General Information and Project Policies
- Read this entire document. If, after a careful reading, something seems ambiguous or unclear to you, then communicate to the course staff immediately. Start this assignment as soon as possible. Do not wait until the night before the assignment is due to tell us you don’t understand something, as our ability to help you will be minimal.
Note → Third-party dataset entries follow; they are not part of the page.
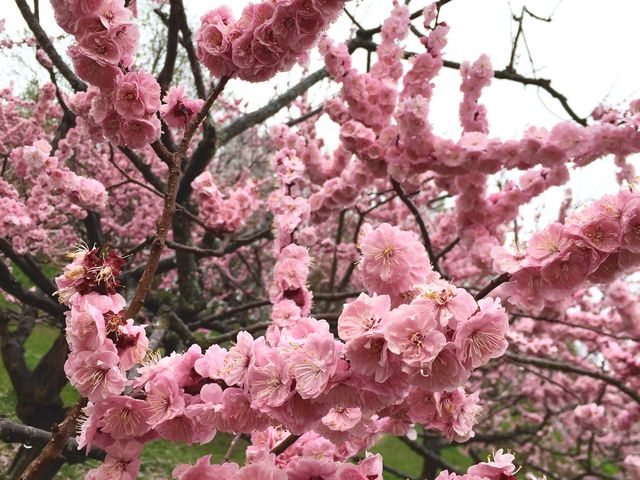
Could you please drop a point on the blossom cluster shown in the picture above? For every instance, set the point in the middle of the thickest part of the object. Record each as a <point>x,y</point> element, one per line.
<point>269,37</point>
<point>595,244</point>
<point>500,468</point>
<point>54,191</point>
<point>302,467</point>
<point>398,366</point>
<point>220,212</point>
<point>178,110</point>
<point>124,101</point>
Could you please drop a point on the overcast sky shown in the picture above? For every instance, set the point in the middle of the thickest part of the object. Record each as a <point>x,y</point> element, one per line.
<point>588,50</point>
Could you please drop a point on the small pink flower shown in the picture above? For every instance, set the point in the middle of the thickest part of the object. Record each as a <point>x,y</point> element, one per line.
<point>121,463</point>
<point>314,364</point>
<point>411,332</point>
<point>203,470</point>
<point>482,337</point>
<point>164,399</point>
<point>95,374</point>
<point>125,417</point>
<point>363,315</point>
<point>179,110</point>
<point>264,470</point>
<point>237,361</point>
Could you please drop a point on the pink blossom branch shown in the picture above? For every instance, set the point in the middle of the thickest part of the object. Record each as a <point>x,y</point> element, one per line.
<point>563,367</point>
<point>50,456</point>
<point>43,39</point>
<point>495,283</point>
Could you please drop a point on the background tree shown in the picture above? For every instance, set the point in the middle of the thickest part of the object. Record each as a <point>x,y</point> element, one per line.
<point>210,225</point>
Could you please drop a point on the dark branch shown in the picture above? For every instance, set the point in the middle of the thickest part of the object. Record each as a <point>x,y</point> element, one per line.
<point>43,39</point>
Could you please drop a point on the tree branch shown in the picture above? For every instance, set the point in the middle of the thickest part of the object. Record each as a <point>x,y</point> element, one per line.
<point>423,229</point>
<point>249,120</point>
<point>11,432</point>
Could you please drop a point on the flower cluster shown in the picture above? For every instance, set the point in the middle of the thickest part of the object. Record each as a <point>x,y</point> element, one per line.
<point>500,468</point>
<point>269,37</point>
<point>302,467</point>
<point>55,190</point>
<point>595,245</point>
<point>178,109</point>
<point>220,212</point>
<point>398,365</point>
<point>125,102</point>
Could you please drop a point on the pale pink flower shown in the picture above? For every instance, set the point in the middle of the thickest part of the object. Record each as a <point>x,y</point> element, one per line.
<point>453,305</point>
<point>125,417</point>
<point>482,337</point>
<point>307,468</point>
<point>137,95</point>
<point>544,246</point>
<point>264,470</point>
<point>179,110</point>
<point>369,355</point>
<point>236,362</point>
<point>164,399</point>
<point>268,377</point>
<point>444,373</point>
<point>203,470</point>
<point>121,463</point>
<point>314,364</point>
<point>342,418</point>
<point>363,315</point>
<point>95,374</point>
<point>500,467</point>
<point>411,332</point>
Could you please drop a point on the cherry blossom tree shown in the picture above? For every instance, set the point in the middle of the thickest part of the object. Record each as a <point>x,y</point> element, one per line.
<point>212,270</point>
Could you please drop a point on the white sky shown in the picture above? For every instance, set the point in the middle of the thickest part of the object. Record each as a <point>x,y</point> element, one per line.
<point>588,51</point>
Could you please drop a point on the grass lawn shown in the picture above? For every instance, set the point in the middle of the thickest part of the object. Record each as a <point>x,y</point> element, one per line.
<point>160,457</point>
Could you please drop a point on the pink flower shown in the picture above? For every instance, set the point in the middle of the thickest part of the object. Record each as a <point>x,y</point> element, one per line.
<point>137,133</point>
<point>362,315</point>
<point>125,417</point>
<point>314,364</point>
<point>368,469</point>
<point>369,355</point>
<point>445,372</point>
<point>591,416</point>
<point>342,418</point>
<point>121,463</point>
<point>100,47</point>
<point>164,399</point>
<point>137,95</point>
<point>95,374</point>
<point>482,337</point>
<point>306,468</point>
<point>268,377</point>
<point>179,110</point>
<point>102,75</point>
<point>457,413</point>
<point>411,332</point>
<point>392,260</point>
<point>501,467</point>
<point>236,362</point>
<point>203,470</point>
<point>264,470</point>
<point>453,305</point>
<point>544,246</point>
<point>212,364</point>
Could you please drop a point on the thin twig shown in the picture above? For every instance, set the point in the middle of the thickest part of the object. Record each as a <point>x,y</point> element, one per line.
<point>418,217</point>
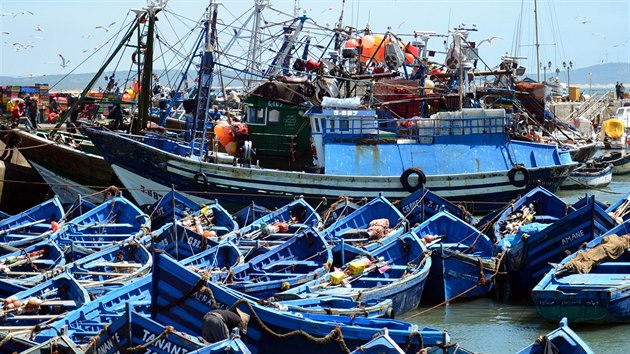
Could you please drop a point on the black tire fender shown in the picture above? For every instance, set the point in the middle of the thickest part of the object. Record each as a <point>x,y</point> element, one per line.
<point>516,170</point>
<point>404,179</point>
<point>200,178</point>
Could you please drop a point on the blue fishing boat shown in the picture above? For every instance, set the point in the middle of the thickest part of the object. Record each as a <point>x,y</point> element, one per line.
<point>371,154</point>
<point>249,214</point>
<point>12,344</point>
<point>591,285</point>
<point>45,302</point>
<point>82,324</point>
<point>561,340</point>
<point>463,258</point>
<point>540,228</point>
<point>397,270</point>
<point>32,225</point>
<point>196,232</point>
<point>134,332</point>
<point>234,344</point>
<point>181,298</point>
<point>276,227</point>
<point>297,260</point>
<point>31,261</point>
<point>337,305</point>
<point>60,344</point>
<point>115,220</point>
<point>423,204</point>
<point>223,256</point>
<point>366,229</point>
<point>113,266</point>
<point>172,206</point>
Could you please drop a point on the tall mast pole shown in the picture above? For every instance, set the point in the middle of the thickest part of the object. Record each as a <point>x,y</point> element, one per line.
<point>537,40</point>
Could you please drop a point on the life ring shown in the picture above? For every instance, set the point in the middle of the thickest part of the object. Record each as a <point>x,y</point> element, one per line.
<point>200,177</point>
<point>404,179</point>
<point>512,176</point>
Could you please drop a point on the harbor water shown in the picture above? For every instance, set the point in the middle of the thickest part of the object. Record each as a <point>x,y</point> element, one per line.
<point>489,326</point>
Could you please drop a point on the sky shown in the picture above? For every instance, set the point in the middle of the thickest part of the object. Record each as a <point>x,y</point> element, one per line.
<point>35,33</point>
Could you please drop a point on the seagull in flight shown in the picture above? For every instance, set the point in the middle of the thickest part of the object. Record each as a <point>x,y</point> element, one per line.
<point>64,61</point>
<point>23,13</point>
<point>489,40</point>
<point>108,27</point>
<point>20,46</point>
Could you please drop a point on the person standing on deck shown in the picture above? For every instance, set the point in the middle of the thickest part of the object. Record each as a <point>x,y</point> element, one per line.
<point>217,324</point>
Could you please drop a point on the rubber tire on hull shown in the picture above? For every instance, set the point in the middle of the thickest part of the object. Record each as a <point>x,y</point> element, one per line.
<point>404,179</point>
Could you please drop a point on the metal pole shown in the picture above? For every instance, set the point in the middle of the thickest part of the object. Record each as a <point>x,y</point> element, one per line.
<point>537,40</point>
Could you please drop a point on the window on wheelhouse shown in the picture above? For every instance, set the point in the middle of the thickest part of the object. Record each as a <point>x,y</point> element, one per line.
<point>256,116</point>
<point>273,116</point>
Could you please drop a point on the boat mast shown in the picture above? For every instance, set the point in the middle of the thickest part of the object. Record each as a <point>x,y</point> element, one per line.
<point>206,73</point>
<point>147,72</point>
<point>254,44</point>
<point>537,40</point>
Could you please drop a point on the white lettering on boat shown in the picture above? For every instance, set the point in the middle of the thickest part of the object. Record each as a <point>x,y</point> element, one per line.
<point>162,344</point>
<point>108,345</point>
<point>573,237</point>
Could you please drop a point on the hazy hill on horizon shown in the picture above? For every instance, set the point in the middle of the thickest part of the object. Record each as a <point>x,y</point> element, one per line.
<point>602,75</point>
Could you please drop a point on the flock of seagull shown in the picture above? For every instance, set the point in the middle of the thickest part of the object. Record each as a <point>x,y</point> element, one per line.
<point>39,28</point>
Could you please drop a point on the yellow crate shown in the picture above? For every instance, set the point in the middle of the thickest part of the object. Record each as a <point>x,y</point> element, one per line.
<point>336,277</point>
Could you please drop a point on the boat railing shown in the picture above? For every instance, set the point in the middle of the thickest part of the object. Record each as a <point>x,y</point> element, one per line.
<point>350,127</point>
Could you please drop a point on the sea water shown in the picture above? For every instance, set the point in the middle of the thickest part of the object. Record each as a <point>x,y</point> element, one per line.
<point>496,327</point>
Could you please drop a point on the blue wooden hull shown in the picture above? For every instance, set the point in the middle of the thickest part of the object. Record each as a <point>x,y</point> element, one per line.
<point>527,257</point>
<point>133,330</point>
<point>563,338</point>
<point>403,282</point>
<point>59,295</point>
<point>115,220</point>
<point>349,234</point>
<point>83,324</point>
<point>600,296</point>
<point>423,204</point>
<point>462,259</point>
<point>171,304</point>
<point>301,258</point>
<point>138,164</point>
<point>32,225</point>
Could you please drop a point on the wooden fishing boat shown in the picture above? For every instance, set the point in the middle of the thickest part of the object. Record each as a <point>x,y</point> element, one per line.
<point>114,220</point>
<point>30,226</point>
<point>561,340</point>
<point>221,257</point>
<point>61,344</point>
<point>297,260</point>
<point>249,214</point>
<point>69,163</point>
<point>540,228</point>
<point>45,302</point>
<point>276,227</point>
<point>463,263</point>
<point>114,266</point>
<point>135,331</point>
<point>171,207</point>
<point>397,270</point>
<point>194,233</point>
<point>589,176</point>
<point>366,229</point>
<point>82,324</point>
<point>31,261</point>
<point>423,204</point>
<point>591,285</point>
<point>12,344</point>
<point>188,297</point>
<point>619,160</point>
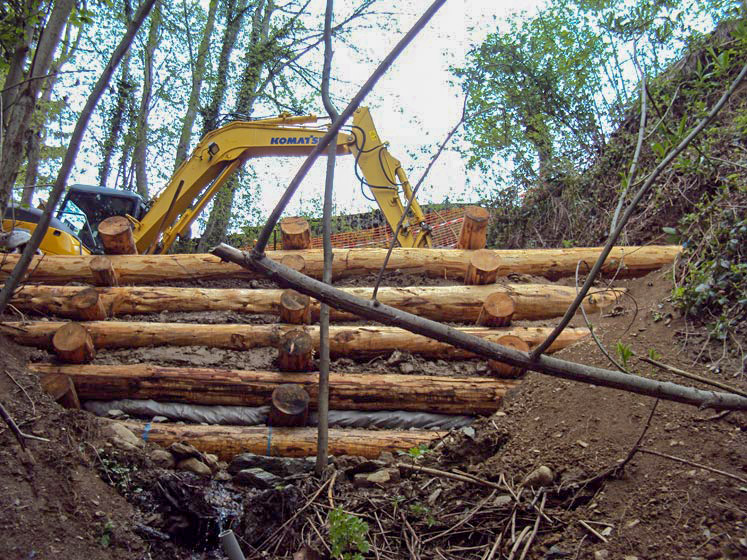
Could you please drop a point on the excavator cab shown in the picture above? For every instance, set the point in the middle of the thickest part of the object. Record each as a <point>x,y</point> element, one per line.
<point>85,207</point>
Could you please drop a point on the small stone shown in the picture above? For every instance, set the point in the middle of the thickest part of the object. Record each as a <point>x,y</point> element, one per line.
<point>542,476</point>
<point>194,465</point>
<point>162,458</point>
<point>257,478</point>
<point>182,450</point>
<point>406,367</point>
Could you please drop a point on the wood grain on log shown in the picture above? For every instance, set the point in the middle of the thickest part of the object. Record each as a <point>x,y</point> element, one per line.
<point>355,342</point>
<point>289,405</point>
<point>295,233</point>
<point>295,308</point>
<point>348,391</point>
<point>73,343</point>
<point>473,234</point>
<point>228,441</point>
<point>482,268</point>
<point>296,351</point>
<point>497,310</point>
<point>441,263</point>
<point>442,303</point>
<point>116,236</point>
<point>102,271</point>
<point>88,305</point>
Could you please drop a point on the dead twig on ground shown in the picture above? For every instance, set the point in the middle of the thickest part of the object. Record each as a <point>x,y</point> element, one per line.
<point>692,464</point>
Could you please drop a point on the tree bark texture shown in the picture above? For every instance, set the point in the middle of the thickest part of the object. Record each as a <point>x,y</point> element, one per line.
<point>228,441</point>
<point>443,303</point>
<point>354,342</point>
<point>348,391</point>
<point>442,263</point>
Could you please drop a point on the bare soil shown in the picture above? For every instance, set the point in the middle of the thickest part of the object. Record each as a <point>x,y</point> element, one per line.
<point>76,496</point>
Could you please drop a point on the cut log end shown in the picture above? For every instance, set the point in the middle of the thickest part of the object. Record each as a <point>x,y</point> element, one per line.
<point>502,369</point>
<point>117,237</point>
<point>103,271</point>
<point>497,310</point>
<point>289,406</point>
<point>482,268</point>
<point>295,352</point>
<point>73,344</point>
<point>473,234</point>
<point>295,233</point>
<point>88,305</point>
<point>295,308</point>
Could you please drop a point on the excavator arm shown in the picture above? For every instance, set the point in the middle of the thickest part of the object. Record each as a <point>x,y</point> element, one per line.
<point>222,151</point>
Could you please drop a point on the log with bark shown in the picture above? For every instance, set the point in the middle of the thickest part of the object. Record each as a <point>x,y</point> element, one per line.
<point>364,342</point>
<point>295,233</point>
<point>348,391</point>
<point>473,234</point>
<point>117,237</point>
<point>442,263</point>
<point>443,303</point>
<point>228,441</point>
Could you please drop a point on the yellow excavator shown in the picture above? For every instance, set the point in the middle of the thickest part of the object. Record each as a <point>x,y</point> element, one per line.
<point>219,154</point>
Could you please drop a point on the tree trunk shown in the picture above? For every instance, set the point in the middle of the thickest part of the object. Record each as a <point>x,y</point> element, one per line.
<point>228,441</point>
<point>624,262</point>
<point>198,72</point>
<point>442,303</point>
<point>360,343</point>
<point>348,391</point>
<point>140,151</point>
<point>19,114</point>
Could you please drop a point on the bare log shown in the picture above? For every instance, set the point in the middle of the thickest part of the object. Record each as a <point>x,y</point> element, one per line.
<point>482,268</point>
<point>228,441</point>
<point>88,305</point>
<point>117,237</point>
<point>443,303</point>
<point>442,263</point>
<point>102,271</point>
<point>502,369</point>
<point>348,391</point>
<point>497,310</point>
<point>480,346</point>
<point>473,234</point>
<point>289,406</point>
<point>296,351</point>
<point>295,233</point>
<point>73,343</point>
<point>361,343</point>
<point>295,308</point>
<point>62,389</point>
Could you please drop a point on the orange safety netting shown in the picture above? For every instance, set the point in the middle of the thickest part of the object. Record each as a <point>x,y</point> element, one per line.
<point>445,226</point>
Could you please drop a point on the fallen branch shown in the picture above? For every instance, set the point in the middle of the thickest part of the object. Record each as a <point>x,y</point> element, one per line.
<point>550,366</point>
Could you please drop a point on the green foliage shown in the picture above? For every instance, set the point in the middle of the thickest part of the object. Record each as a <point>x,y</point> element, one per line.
<point>347,535</point>
<point>625,353</point>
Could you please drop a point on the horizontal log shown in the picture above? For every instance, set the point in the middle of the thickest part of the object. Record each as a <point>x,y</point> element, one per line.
<point>228,441</point>
<point>348,391</point>
<point>442,303</point>
<point>443,263</point>
<point>353,342</point>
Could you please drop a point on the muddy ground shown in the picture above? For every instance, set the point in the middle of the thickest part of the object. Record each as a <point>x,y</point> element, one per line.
<point>78,496</point>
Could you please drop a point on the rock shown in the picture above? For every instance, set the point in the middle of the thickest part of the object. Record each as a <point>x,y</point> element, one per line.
<point>280,466</point>
<point>194,465</point>
<point>182,450</point>
<point>116,432</point>
<point>256,478</point>
<point>542,476</point>
<point>162,458</point>
<point>406,367</point>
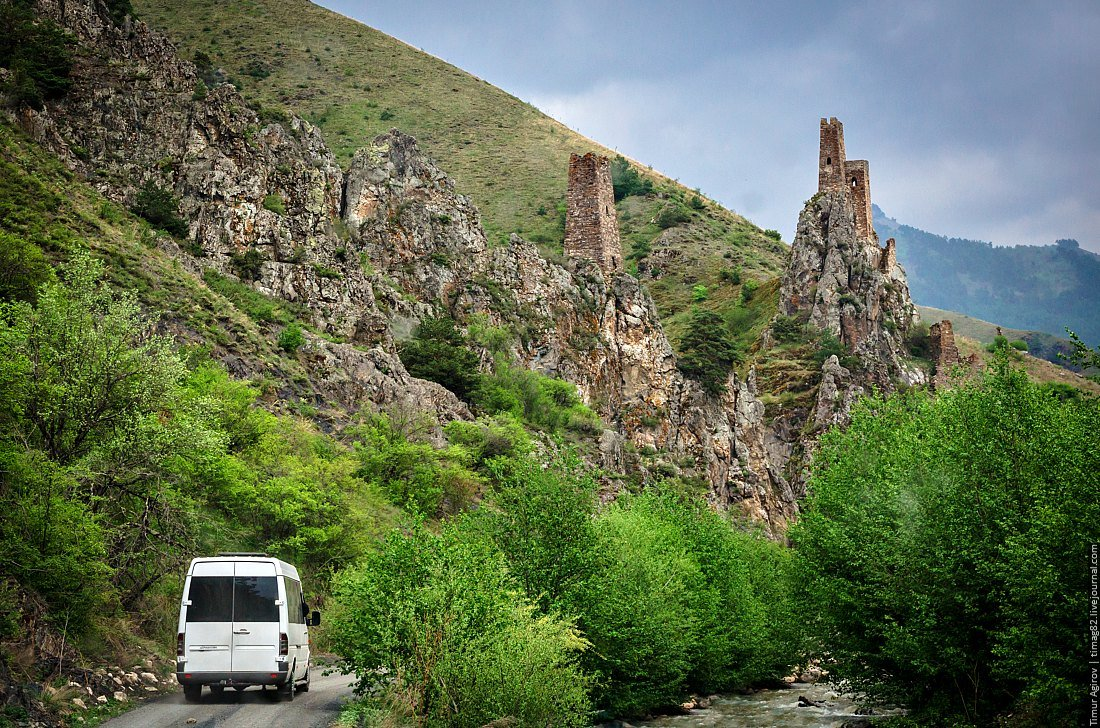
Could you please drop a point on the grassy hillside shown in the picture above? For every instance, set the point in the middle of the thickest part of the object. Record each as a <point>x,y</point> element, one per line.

- For some assignments, it will be useful for you to write additional
C++ files. Any C++ file you write that is used by your solution
MUST be in the provided
src
directory. - The course staff are here to help you figure out errors, but not solve them for you. When you submit your solution, be sure to remove all compilation errors from your project. Any compilation errors in your project will cause the autograder to fail, and you will receive a zero for your submission. No Exceptions!
- Reminder:
Academic Honesty
All work that is completed in this assignment is your own. You may talk to other students about the problems you are to solve, however, you may not share code in any way. What you submit *must be your own work.
You may not use any code that is posted on the internet. If you are not sure it is in your best interest to contact the course staff. We will be using software that will compare your code to other students in the course as well as online resources. It is very easy for us to detect similar submissions and will result in a failure for the exercise or possibly a failure for the course. Please, do not do this. It is important to be academically honest and submit your work only. Please review the UMass Academic Honesty Policy and Procedures so you are aware of what this means.
Copying partial or whole solutions, obtained from other students or elsewhere, is academic dishonesty. Do not share your code with your classmates, and do not use your classmates’ code. If you are confused about what constitutes academic dishonesty you should re-read the course policies. We assume you have read the course policies in detail and by submitting this project you have provided your virtual signature in agreement with these policies.
Gradescope
We use Gradescope to run our autograding software and record your grade for these assignments. You may submit this assignment as many times as possible up to the due date. If you encounter a problem with the autograder you should contact the course staff immediately.
Submission
You must submit the generated submission.zip
file that is created by
running the make
command to Gradescope. To do this you will need to
download the submission.zip
file from the EdLab environment to your
local machine then upload submission.zip
to Gradescope. Gradescope
will run your submission in our autograder environment and give you a
report of what tests passed and which did not. Again, you are welcome
to submit as many times as you would like.